Les discussions ont évoqué le maintien, dans ces conditions, de la capacité des pêcheurs à assurer la viabilité de leur activité. La gageure ? S’adapter à ces changements et intégrer ces problématiques dans les futurs plans de gestion.

1. Communauté du Pacifique. 2. Projet régional océanien des territoires pour la gestion durable des écosystèmes.

 

La pêche lagonaire c’est…

447 pêcheurs professionnels en 2021, dont 398 embarqués et 49 à pied

599 millions de francs de chiffre d’affaires

832 tonnes pêchées (poissons récifo-lagonaires, holothuries, crustacés, poissons profonds, poissons du large et mollusques)

12 060 jours de mer

3 041 kg par pêcheur (643 kg aux îles Loyauté, 2 248 kg en province Nord et 5 125 kg en province Sud)

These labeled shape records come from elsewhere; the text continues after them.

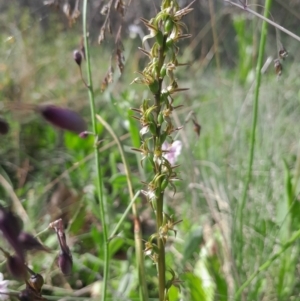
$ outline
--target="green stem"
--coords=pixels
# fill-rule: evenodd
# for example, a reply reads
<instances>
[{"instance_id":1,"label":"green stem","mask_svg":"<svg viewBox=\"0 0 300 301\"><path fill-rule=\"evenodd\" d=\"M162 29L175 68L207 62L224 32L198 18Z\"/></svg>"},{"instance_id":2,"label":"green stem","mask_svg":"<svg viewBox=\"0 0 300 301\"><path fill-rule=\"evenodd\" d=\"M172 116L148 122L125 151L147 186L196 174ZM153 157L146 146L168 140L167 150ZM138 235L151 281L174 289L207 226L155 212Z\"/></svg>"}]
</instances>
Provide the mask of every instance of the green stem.
<instances>
[{"instance_id":1,"label":"green stem","mask_svg":"<svg viewBox=\"0 0 300 301\"><path fill-rule=\"evenodd\" d=\"M137 198L139 195L136 194L135 196L133 195L133 187L132 187L132 182L131 182L131 174L130 174L130 169L129 165L122 147L122 144L111 128L111 126L100 116L96 115L97 119L102 123L102 125L107 129L107 131L110 133L110 135L114 138L116 141L119 152L122 157L122 161L125 167L125 174L126 174L126 179L127 179L127 186L129 190L129 195L131 198L131 203L125 210L122 218L120 219L118 225L116 226L115 230L112 232L111 237L115 235L118 227L120 224L123 222L124 218L128 214L128 211L132 207L132 214L134 216L134 242L135 242L135 249L136 249L136 263L138 266L138 276L139 276L139 284L140 284L140 300L141 301L147 301L148 300L148 288L147 288L147 282L146 282L146 273L145 273L145 264L144 264L144 252L143 252L143 243L142 243L142 229L141 229L141 223L140 219L138 216L138 210L137 206L134 203L134 200Z\"/></svg>"},{"instance_id":2,"label":"green stem","mask_svg":"<svg viewBox=\"0 0 300 301\"><path fill-rule=\"evenodd\" d=\"M252 280L262 271L266 270L281 254L283 254L289 247L291 247L294 242L300 238L300 230L294 233L290 240L288 240L280 251L275 253L269 260L263 263L258 270L256 270L250 277L240 286L240 288L235 293L235 300L239 300L239 297L243 290L252 282Z\"/></svg>"},{"instance_id":3,"label":"green stem","mask_svg":"<svg viewBox=\"0 0 300 301\"><path fill-rule=\"evenodd\" d=\"M163 205L164 205L164 193L161 191L157 197L156 207L156 225L157 231L163 225ZM159 300L165 301L165 287L166 287L166 258L165 258L165 245L162 238L158 236L158 286L159 286Z\"/></svg>"},{"instance_id":4,"label":"green stem","mask_svg":"<svg viewBox=\"0 0 300 301\"><path fill-rule=\"evenodd\" d=\"M167 36L164 36L162 46L159 49L158 66L156 80L159 83L159 89L156 94L154 94L155 106L157 116L161 111L161 91L163 79L160 76L160 70L165 61L165 47L166 47ZM160 141L161 128L157 127L156 137L154 139L154 149L157 148L157 142ZM158 142L160 143L160 142ZM161 145L159 145L161 148ZM154 164L153 169L154 174L161 174L161 165ZM156 191L156 228L159 233L160 228L163 226L163 212L164 212L164 191ZM165 244L162 238L158 235L157 239L158 246L158 259L157 259L157 270L158 270L158 286L159 286L159 300L165 301L165 290L166 290L166 258L165 258Z\"/></svg>"},{"instance_id":5,"label":"green stem","mask_svg":"<svg viewBox=\"0 0 300 301\"><path fill-rule=\"evenodd\" d=\"M87 69L87 85L88 85L88 94L90 100L90 110L91 110L91 119L92 119L92 128L93 132L96 134L96 115L95 115L95 97L92 81L92 72L91 72L91 63L90 63L90 51L87 37L87 2L88 0L83 1L83 12L82 12L82 21L83 21L83 37L84 37L84 47L85 47L85 56L86 56L86 69ZM97 171L97 195L99 199L99 212L102 223L103 230L103 251L104 251L104 271L103 271L103 288L102 288L102 301L106 300L107 294L107 284L108 284L108 272L109 272L109 249L108 249L108 235L107 235L107 225L105 218L105 205L103 198L103 179L100 165L100 154L98 150L97 143L95 143L95 163Z\"/></svg>"},{"instance_id":6,"label":"green stem","mask_svg":"<svg viewBox=\"0 0 300 301\"><path fill-rule=\"evenodd\" d=\"M265 10L264 10L264 18L268 17L272 0L266 0ZM258 61L256 65L256 83L255 83L255 91L254 91L254 103L253 103L253 116L252 116L252 128L251 128L251 138L250 138L250 152L249 152L249 162L248 162L248 170L247 170L247 178L246 183L241 199L241 203L238 210L238 231L239 231L239 242L240 242L240 252L239 252L239 267L243 267L243 211L246 205L247 192L252 180L252 166L254 159L254 149L255 149L255 137L256 137L256 125L257 125L257 116L258 116L258 99L259 99L259 88L261 83L261 68L263 65L263 58L265 53L265 45L267 39L267 22L263 21L260 43L259 43L259 53L258 53Z\"/></svg>"}]
</instances>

Source : Bilan 2021 de l’Observatoire des pêches côtières

 

© CPS

La gestion participative en Polynésie

En Polynésie française, les autorités ont retenu, comme principale action, la gestion participative. Un travail mené avec les communautés des îles concernées a débouché sur un état des lieux des pêcheries ainsi qu’une liste de priorités, explique Gabriel Sao Chan Cheong, responsable de la Cellule gestion et préservation des ressources lagonaires. « On a discuté et réfléchi avec les populations et le maire aux mesures à mettre en place. » Il a été décidé de réglementer l’activité selon des zonages délimités, par exemple interdire la pêche au fusil à tel endroit.

Et ça marche, affirme Gabriel Sao Chan Cheong. « L’avantage est que les communautés choisissent les règles, donc elles se les approprient, les appliquent et assurent une surveillance afin de vérifier que tout le monde les respecte. Ainsi, elles gèrent elles-mêmes la ressource. » Cette méthode s’est révélée « beaucoup plus efficace qu’avec un contrôle des services centraux basés à Tahiti ».

 


 

Un observatoire à Wallis-et-Futuna

L’archipel manquait de données. « On avait peu d’informations et il y avait une vision très divisée sur l’état des ressources », introduit Bruno Mugneret, technicien à la Direction des services de l’agriculture, de la forêt et de la pêche. Grâce à l’Observatoire, les services ont pu bénéficier « d’une évaluation bien plus précise » et juste des stocks. « Des espèces sont dans un état inquiétant. Cinq types de perroquets sont par exemple dans une situation critique. » Ce serait aussi le cas de certaines loches. Deuxième enseignement : les perroquets seraient particulièrement affectés par la chasse de nuit. « Elle est théoriquement interdite, mais la réglementation n’est pas vraiment appliquée », ce que souhaitent changer les autorités.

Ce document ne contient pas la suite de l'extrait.